Gabinet Donalda Tuska odłożył wczoraj do poniedziałku dyskusję nad wskaźnikami, które posłużą do konstrukcji planu finansowego państwa na przyszły rok. Rada Ministrów oczekiwała szczegółowych wyjaśnień od ministra finansów, który wczoraj był w Luksemburgu na spotkaniu ministrów finansów Unii.
Ale jak dowiedziała się „Rz”, w szacunkach przekazanych przez resort finansów premierowi znalazły się 1,5-proc. inflacja i wzrost PKB o 0,5 proc. Wcześniej zakładano, że wzrost PKB wyniesie od 0,5 do 1,3 proc., a inflacja od 1,5 do 1,9 proc. – To konserwatywno-pesymistyczne założenia, ale takich oczekuje się od rządu – stwierdził Radosław Bodys, ekonomista Merrill Lynch. – Lepiej założyć negatywny scenariusz i potem się miło rozczarować. Ale ja uważam jednak, że aż tak źle nie będzie.
[srodtytul]Rynek jest bardziej optymistyczny[/srodtytul]
Prognoza banku Merrill Lynch na 2010 r. wskazuje na 2-proc. wzrost polskiej gospodarki. Szacunki innych instytucji i ekonomistów są mniej optymistyczne – ekonomiści 14 banków, których prognozy zebrała „Rz”, liczą, że będzie to 1,8 proc.
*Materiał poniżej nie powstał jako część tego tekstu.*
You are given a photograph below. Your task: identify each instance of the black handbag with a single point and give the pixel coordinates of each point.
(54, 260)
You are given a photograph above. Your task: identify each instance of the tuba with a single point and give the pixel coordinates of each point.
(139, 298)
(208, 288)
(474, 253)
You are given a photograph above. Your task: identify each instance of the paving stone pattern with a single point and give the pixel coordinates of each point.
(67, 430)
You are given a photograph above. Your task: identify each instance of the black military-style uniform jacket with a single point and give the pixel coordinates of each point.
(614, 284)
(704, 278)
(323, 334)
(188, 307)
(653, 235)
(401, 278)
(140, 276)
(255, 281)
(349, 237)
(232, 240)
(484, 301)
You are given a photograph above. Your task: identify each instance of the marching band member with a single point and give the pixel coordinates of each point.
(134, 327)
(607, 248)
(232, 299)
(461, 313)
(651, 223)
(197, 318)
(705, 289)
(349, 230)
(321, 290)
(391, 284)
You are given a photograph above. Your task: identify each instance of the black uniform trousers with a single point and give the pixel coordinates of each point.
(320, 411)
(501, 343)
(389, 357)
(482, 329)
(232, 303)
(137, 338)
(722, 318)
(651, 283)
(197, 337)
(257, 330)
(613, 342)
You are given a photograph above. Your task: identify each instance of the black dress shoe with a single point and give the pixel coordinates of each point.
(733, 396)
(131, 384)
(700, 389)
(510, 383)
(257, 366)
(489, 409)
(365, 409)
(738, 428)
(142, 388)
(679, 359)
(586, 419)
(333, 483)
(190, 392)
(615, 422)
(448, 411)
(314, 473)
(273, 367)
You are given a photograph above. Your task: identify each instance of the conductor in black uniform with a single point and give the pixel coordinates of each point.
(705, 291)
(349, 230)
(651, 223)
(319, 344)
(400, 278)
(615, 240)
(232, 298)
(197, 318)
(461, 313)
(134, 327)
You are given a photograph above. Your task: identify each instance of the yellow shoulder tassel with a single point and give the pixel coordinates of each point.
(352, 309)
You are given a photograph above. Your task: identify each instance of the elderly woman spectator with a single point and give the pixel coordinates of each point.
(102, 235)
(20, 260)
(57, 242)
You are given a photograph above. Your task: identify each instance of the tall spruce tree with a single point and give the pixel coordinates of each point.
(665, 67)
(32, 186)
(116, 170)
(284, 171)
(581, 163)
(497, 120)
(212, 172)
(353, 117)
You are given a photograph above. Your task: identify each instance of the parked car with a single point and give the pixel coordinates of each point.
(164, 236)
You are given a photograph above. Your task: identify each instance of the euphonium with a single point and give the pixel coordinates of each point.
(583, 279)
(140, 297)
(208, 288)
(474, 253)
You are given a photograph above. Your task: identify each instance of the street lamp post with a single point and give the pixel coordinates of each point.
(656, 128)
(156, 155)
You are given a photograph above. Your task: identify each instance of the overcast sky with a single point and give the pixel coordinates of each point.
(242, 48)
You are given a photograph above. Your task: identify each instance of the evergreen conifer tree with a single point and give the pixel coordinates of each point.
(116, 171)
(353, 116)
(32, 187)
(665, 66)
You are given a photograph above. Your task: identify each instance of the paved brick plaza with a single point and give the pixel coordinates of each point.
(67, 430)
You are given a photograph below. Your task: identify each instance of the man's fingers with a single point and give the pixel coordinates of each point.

Międzynarodowy Fundusz Walutowy prognozuje, że gospodarka będzie rosła w przyszłym roku w tempie 1,3 proc., a Komisja Europejska po bardzo negatywnym założeniu na ten rok, mówiącym o skurczeniu się gospodarki o 1,4 proc., prognozuje na przyszły rok wzrost o 0,8 proc.
Mimo to, jak przekonuje Radosław Bodys, raczej nie należy się spodziewać w przyszłym roku wzrostu dochodów podatkowych. – Wzrost PKB będziemy zawdzięczać głównie wkładowi eksportu netto, a ten dodatkowych dochodów nie przyniesie – mówi ekonomista. – Wyższe wpływy z podatków byłby możliwe dzięki rosnącemu popytowi krajowemu, ale on, jak widzimy po pierwszym kwartale, raczej się kurczy.